Growers Can Make More Money by Going OrganicBy Don Comis
July 25, 2006
It looks like Minnesota grain farmers could make more money by switching to organic grain crops. That's the conclusion of a four-year study being announced today at the American Agricultural Economics Association's annual meeting in Long Beach, Calif.
David W. Archer, an Agricultural Research Service (ARS) economist, and Hillarius Kludze, an ARS soil scientist, will present a paper on this study, conducted at the Swan Lake Research Farm near Morris, Minn. The study was unusual in that it analyzed both economic risks and transition effects of switching to organic farming.
The 130-acre Swan Lake farm is representative of typical corn-soybean farms in Minnesota. The ARS North Central Soil Conservation Research Lab in Morris leases this farm for field research from the local Barnes-Aastad Soil and Water Conservation Research Association.

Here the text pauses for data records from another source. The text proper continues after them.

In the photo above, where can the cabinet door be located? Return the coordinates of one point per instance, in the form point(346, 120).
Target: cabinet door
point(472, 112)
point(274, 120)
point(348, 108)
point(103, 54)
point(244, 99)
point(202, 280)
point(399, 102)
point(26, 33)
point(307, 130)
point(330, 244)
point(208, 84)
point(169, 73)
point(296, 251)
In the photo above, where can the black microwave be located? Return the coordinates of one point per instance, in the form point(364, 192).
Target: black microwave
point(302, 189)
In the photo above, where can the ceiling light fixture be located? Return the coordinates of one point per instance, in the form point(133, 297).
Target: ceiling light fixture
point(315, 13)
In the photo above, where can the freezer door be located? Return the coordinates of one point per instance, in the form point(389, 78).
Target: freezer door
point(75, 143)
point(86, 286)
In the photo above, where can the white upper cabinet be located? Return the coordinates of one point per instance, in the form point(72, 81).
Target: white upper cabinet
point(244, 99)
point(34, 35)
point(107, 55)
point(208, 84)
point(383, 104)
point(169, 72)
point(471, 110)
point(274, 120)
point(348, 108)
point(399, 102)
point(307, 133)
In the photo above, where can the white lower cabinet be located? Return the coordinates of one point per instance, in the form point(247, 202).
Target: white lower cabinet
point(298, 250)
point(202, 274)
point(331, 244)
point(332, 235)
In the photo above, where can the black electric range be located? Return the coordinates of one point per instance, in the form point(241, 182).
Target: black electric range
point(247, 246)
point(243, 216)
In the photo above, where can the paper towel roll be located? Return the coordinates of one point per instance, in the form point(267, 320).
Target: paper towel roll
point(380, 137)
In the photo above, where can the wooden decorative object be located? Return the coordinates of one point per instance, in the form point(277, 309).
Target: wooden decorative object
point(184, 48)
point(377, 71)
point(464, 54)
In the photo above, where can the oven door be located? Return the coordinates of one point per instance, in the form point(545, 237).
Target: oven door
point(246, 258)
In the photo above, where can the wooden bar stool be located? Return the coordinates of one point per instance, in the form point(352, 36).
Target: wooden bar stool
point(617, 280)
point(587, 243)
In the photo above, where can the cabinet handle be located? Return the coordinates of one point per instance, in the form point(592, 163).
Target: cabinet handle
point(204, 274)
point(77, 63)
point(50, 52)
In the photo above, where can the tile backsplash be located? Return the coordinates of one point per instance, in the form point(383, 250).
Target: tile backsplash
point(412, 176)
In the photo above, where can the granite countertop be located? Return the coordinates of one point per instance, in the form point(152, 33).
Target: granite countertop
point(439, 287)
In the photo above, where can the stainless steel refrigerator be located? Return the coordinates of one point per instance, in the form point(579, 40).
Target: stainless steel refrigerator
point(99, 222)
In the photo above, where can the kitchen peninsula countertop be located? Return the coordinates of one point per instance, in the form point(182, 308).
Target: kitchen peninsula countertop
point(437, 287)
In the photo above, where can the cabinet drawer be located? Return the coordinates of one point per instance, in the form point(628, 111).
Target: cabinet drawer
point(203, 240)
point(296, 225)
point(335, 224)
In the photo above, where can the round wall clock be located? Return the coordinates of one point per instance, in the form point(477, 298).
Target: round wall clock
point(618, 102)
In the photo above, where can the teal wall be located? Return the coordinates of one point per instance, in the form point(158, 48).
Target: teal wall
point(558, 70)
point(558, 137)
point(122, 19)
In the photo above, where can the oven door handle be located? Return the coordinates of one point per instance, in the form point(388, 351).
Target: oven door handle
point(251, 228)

Archer and Kludze compared an organic corn-soybean rotation and an organic corn-soybean-spring wheat/alfalfa rotationhalf grown with conventional tillage and half with strip tillagewith a corn-soybean rotation using conventional tillage. Strip tillage involves tilling only the middle of the seedbed. The scientists found that when strip tillage is used with organic farming, one of the transition risks is an increase in weeds until farmers learn to manage the system.

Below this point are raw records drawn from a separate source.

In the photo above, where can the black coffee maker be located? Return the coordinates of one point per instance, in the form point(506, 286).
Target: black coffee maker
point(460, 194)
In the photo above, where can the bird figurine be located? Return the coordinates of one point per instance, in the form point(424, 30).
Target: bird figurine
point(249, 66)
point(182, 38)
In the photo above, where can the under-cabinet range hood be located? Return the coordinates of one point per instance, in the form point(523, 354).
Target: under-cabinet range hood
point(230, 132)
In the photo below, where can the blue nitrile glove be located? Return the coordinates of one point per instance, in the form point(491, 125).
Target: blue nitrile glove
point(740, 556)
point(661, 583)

Computer simulations projected costs, yields and risks over a 20-year period, using yield and economic data from the four-year study, as well as crop price records of recent years.

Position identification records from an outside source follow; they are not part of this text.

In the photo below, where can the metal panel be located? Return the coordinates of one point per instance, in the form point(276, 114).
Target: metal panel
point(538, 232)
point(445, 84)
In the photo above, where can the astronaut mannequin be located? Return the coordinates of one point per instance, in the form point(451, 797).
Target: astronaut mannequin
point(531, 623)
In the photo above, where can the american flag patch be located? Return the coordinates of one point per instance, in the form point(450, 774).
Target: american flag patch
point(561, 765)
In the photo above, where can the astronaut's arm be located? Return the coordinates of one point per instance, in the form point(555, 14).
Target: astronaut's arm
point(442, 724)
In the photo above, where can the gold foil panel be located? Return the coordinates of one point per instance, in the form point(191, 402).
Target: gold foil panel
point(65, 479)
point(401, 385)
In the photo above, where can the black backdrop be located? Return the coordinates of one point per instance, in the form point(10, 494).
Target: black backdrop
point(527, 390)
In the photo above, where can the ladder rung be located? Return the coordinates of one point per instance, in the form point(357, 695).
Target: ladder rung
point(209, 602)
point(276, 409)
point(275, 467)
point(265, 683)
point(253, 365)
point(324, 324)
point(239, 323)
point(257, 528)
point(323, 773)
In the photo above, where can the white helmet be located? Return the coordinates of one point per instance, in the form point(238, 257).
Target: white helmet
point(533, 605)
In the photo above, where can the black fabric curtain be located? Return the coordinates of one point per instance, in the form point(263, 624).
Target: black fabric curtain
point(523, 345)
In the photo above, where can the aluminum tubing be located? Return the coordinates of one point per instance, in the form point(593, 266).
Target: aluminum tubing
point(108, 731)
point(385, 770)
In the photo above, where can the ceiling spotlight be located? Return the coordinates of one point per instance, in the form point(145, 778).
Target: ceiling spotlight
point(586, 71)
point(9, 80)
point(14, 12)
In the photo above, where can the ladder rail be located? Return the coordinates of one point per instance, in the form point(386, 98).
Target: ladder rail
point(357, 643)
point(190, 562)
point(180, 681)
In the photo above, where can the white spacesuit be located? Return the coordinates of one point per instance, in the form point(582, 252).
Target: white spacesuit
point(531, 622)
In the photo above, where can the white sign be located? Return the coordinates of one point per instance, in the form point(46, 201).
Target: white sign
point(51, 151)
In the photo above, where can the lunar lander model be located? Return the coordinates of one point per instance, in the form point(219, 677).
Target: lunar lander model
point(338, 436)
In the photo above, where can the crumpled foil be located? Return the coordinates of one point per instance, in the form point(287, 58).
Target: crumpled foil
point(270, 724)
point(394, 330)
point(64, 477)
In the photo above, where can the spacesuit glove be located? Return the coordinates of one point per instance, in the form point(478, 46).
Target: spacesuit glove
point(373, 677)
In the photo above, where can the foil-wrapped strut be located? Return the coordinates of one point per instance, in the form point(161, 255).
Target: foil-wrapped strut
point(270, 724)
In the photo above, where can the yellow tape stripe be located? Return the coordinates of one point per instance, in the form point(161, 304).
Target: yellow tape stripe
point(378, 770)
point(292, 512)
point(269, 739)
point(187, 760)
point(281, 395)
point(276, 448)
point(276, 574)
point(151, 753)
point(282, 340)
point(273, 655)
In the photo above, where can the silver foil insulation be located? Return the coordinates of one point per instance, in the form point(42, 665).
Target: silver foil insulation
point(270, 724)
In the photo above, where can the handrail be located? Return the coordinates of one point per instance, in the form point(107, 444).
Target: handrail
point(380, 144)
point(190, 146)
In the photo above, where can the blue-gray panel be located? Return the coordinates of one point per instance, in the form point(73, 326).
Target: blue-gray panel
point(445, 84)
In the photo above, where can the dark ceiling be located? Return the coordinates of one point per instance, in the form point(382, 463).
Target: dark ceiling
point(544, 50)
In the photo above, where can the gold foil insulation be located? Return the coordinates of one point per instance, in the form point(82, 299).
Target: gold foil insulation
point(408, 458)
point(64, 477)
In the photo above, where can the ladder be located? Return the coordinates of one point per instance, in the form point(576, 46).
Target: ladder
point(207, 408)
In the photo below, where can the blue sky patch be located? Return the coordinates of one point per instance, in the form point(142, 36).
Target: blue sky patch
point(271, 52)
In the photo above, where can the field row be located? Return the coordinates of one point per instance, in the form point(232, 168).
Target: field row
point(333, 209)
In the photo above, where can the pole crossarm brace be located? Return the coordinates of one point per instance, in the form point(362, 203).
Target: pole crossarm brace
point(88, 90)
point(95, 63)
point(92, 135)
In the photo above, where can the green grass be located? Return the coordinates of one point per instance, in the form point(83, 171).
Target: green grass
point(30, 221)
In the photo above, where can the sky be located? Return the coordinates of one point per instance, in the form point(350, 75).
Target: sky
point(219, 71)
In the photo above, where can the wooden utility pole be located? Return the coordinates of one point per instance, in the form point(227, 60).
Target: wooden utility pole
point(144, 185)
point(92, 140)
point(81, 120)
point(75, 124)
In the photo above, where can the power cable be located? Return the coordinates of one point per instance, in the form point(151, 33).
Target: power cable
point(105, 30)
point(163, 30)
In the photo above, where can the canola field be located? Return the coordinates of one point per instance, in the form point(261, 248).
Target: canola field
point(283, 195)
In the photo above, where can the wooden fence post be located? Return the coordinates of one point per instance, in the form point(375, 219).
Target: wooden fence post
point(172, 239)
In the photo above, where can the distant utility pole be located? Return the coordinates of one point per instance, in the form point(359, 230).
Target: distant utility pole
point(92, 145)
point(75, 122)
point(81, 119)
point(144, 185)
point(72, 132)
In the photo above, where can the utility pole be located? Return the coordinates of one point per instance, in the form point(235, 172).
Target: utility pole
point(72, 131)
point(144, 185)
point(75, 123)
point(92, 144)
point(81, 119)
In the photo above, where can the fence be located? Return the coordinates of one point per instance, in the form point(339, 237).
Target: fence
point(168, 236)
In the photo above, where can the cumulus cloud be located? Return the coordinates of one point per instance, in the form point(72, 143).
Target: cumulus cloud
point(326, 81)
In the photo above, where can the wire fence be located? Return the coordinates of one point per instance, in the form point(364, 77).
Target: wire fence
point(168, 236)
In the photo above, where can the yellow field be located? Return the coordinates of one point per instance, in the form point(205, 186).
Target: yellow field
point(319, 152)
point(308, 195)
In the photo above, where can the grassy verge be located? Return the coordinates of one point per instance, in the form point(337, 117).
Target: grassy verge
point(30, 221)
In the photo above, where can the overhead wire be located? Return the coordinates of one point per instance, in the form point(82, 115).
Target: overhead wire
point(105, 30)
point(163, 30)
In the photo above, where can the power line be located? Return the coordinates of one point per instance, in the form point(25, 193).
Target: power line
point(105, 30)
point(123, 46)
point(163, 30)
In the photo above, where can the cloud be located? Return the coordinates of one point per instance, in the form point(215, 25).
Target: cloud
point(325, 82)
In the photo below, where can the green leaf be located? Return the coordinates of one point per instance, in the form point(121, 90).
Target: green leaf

Records showed that organic crops fetched much more than conventional crops: soybeans, up to $14 more per bushel; corn, up to $3 more; and wheat, up to $5 more. Organic alfalfa hay is too new to have a track record, so researchers recorded it as selling for the same price as conventionally grown hay.
Another computer model projected that farmers would net an average $50 to $60 more per acre a year by going organic, even with the highest transition costs. The premium price advantage would outweigh the initial higher costs and possibly lower yields, even if organic prices were to drop by half.
ARS is the U.S. Department of Agriculture's chief scientific research agency.